A Beginning Autoharpist’s Great Chord Find
My webcam student, Al, is very much the beginning autoharpist, although I am impressed by the way his harmonic perception is growing.
I usually start new players off with singing songs and strumming chords. (If you are just starting out, this is an excellent foundation. Playing melody at the get-go, IMHO, is too big a gulp.) Little did I know how Al was going to struggle with accompanying his singing. A couple months ago, he presented me with a song he likes and wanted to sing and play. The chords were easy enough–I, IV and V–but he couldn’t make sense of their placement over just the lyrics on the page. Some of the chord placements were off, so I tweaked them, but they still didn’t make visual sense to him. Their placements, even though perfect, were erratically spaced over the lyrics, and had to be this way.
A chance, off-the-cuff acquaintance made with Karen (we met standing in line at a local Starbucks about six weeks ago ) led to a two-hour visit and fast friendship. We sat together at a community table in the store and talked about many things. As she shared with me some of the fantastic things her daughter has done with her school students, an answer for Al’s chord-placement dilemma came to the fore.
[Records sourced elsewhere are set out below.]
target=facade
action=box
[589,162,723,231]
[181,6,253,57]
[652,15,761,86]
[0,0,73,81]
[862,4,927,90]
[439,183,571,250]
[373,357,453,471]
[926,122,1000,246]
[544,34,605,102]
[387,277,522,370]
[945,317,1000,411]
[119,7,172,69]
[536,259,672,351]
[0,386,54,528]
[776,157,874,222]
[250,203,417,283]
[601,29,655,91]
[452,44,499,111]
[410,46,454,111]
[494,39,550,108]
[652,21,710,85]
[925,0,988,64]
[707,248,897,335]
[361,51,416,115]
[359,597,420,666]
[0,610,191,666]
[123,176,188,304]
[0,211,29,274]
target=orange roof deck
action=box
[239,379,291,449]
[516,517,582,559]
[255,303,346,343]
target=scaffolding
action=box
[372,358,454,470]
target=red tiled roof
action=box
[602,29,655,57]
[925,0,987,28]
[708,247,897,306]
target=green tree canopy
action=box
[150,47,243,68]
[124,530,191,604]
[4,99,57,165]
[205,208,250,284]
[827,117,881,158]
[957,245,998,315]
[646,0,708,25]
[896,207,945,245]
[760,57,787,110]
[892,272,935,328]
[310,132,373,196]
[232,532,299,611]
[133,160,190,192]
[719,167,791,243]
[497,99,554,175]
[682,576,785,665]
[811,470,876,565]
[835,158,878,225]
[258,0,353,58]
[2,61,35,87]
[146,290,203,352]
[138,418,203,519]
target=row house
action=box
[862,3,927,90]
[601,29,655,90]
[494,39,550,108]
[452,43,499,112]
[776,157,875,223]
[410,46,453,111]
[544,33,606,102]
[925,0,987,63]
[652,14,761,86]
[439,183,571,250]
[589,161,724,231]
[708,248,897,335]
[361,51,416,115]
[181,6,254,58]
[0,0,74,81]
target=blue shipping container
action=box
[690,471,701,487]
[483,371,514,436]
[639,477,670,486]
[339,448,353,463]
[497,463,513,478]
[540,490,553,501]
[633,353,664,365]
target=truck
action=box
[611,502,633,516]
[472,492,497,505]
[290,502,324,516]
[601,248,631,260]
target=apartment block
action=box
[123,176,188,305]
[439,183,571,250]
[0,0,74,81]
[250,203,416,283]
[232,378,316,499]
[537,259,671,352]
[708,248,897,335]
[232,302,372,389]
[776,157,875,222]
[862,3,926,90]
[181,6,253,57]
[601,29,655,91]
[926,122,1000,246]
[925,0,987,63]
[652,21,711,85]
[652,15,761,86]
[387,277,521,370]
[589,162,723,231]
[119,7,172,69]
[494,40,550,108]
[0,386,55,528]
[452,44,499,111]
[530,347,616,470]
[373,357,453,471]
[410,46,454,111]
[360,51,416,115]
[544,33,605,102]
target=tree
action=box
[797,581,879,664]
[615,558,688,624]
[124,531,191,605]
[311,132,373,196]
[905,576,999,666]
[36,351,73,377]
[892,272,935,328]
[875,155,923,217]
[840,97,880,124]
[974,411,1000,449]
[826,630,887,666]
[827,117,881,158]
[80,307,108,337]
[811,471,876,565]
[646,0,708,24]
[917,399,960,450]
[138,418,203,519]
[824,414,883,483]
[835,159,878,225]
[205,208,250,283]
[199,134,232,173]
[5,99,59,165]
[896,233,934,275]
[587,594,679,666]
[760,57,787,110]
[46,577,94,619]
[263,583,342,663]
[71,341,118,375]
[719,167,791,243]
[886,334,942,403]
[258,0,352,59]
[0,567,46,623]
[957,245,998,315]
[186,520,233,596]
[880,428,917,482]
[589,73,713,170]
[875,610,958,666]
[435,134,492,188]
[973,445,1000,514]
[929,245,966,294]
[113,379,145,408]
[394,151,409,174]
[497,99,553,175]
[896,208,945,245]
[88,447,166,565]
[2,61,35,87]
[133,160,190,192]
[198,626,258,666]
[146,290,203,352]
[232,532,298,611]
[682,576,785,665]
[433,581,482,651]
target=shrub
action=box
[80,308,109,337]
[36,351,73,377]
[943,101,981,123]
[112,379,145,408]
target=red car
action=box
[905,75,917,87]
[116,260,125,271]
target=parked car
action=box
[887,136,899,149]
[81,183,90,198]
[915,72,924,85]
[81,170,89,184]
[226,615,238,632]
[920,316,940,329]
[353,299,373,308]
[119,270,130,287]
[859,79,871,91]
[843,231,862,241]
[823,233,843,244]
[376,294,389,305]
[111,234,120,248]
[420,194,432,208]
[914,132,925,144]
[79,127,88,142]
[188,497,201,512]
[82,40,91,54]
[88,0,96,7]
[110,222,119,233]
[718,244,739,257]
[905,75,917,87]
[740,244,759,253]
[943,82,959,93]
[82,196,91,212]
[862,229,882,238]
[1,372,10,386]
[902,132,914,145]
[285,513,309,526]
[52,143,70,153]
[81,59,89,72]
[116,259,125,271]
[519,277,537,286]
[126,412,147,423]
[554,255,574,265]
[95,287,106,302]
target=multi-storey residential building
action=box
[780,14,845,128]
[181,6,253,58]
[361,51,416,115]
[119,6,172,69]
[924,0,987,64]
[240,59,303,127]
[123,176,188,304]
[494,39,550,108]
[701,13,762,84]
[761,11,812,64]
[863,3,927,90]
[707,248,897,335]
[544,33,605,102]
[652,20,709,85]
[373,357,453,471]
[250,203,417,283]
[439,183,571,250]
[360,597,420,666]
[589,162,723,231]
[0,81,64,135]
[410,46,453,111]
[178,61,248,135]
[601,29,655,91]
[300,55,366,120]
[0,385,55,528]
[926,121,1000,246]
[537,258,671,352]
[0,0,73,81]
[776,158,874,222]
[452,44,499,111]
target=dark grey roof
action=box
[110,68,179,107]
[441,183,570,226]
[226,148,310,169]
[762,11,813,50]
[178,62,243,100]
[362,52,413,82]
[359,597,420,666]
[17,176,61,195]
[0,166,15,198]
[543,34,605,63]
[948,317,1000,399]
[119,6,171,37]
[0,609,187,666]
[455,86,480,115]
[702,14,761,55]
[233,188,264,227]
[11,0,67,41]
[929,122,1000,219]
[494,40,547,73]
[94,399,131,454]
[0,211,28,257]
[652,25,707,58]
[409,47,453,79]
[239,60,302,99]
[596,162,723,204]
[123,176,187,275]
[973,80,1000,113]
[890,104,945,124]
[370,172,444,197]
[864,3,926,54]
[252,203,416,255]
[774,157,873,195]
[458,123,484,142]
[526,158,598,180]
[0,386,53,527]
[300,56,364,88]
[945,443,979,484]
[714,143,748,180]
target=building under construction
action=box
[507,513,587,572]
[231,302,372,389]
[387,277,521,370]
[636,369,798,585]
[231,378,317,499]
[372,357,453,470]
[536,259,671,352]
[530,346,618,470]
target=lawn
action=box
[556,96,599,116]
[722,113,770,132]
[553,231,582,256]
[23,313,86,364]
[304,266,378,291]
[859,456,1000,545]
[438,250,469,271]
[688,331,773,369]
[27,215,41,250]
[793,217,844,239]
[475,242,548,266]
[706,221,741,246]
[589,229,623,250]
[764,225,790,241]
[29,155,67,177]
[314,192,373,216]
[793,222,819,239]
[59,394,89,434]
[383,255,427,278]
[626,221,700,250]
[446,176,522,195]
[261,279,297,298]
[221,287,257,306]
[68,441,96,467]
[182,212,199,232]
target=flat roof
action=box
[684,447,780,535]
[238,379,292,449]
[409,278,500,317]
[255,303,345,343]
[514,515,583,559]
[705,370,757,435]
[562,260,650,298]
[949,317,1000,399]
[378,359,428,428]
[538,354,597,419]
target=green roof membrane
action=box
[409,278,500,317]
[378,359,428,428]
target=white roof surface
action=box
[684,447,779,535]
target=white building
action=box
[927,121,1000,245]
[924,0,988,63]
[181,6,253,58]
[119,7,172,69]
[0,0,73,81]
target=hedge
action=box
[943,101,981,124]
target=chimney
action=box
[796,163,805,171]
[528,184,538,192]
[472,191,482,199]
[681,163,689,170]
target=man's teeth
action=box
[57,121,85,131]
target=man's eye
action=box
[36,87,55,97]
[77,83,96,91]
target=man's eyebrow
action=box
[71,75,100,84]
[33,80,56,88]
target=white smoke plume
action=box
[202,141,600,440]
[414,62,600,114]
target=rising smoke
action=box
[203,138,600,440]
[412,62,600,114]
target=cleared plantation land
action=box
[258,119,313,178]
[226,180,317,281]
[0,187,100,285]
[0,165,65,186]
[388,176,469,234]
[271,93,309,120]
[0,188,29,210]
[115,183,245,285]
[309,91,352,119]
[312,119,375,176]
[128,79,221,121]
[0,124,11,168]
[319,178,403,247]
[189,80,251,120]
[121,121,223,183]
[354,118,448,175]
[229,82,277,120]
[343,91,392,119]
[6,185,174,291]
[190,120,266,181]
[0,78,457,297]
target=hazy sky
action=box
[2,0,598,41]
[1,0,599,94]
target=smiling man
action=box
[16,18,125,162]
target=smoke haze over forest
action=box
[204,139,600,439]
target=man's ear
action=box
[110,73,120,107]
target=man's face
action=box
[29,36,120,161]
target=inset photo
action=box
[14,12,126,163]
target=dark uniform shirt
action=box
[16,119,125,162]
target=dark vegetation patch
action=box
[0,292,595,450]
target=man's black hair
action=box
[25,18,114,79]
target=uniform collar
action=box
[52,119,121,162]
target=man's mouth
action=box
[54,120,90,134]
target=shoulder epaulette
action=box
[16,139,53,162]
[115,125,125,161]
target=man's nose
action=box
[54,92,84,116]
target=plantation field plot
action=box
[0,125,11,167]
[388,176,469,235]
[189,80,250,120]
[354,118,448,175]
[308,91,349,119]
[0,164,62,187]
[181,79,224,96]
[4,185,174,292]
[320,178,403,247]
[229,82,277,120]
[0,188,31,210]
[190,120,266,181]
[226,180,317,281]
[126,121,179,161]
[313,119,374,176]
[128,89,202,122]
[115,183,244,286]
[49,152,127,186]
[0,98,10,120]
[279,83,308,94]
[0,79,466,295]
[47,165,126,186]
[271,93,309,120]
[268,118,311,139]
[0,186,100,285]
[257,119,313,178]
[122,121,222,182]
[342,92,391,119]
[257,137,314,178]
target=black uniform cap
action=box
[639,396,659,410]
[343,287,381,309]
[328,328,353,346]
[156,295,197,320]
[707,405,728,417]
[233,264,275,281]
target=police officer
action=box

I went home and transcribed the song to music notation so that Al could see why the chord changes land where they do, including one occurring between words. Further, I set each musical phrase on its own staff and aligned the bar lines down the page so he could see how regular and normal the chord changes are. Even though Al doesn’t read music, this visual picture provided some metrical logic to chord placement in ways that lyrics alone cannot provide. After that lesson, I re-processed the notation for the other songs he plays in the same way. Al is on his way now. (I’d say the bigger trick at this point is coordinating the erratic singing mouth with the constant, steady beat of strumming, but that’s another story.)
AL took his concept a little further prior to a webcam lesson a couple weels ago. He’d explored a song of his own choosing (something I’m all for, by the way; practical application is always good). He sent me notation for the song a few months earlier, and I could see that it was within his realm to sing and play. Al sang the song and then said something about adding a chord that needed to be in there. I initially blee off his comment becsuses everything sounded okay to my ear, and then he said it again. Time to look at the score, when I immediately caught up with his comment: the song definitely needed I-V-I at the end of the second phrase, but the score showed I-I-I. He had placed V exactly, to please his ear and soul. Bravo, Al!
Al’s find reinforces how we cannot trust everything we see in print, much as evein as would like to. In fact, the more I look at chords in the scores my students bring to their lessons, the more I realize how many musicians out there do not know how to make harmonic sense of even the simplest songs. This is why I’m so keen on making sure autoharpists–really any musician who chords–understand how to chord tunes with plain-vanilla harmony.
For a beginning autoharpist to fill in a missing chord tells me how much he is absorbing about harmory that makes sense to the ear. Yes, Al impresses me indeed!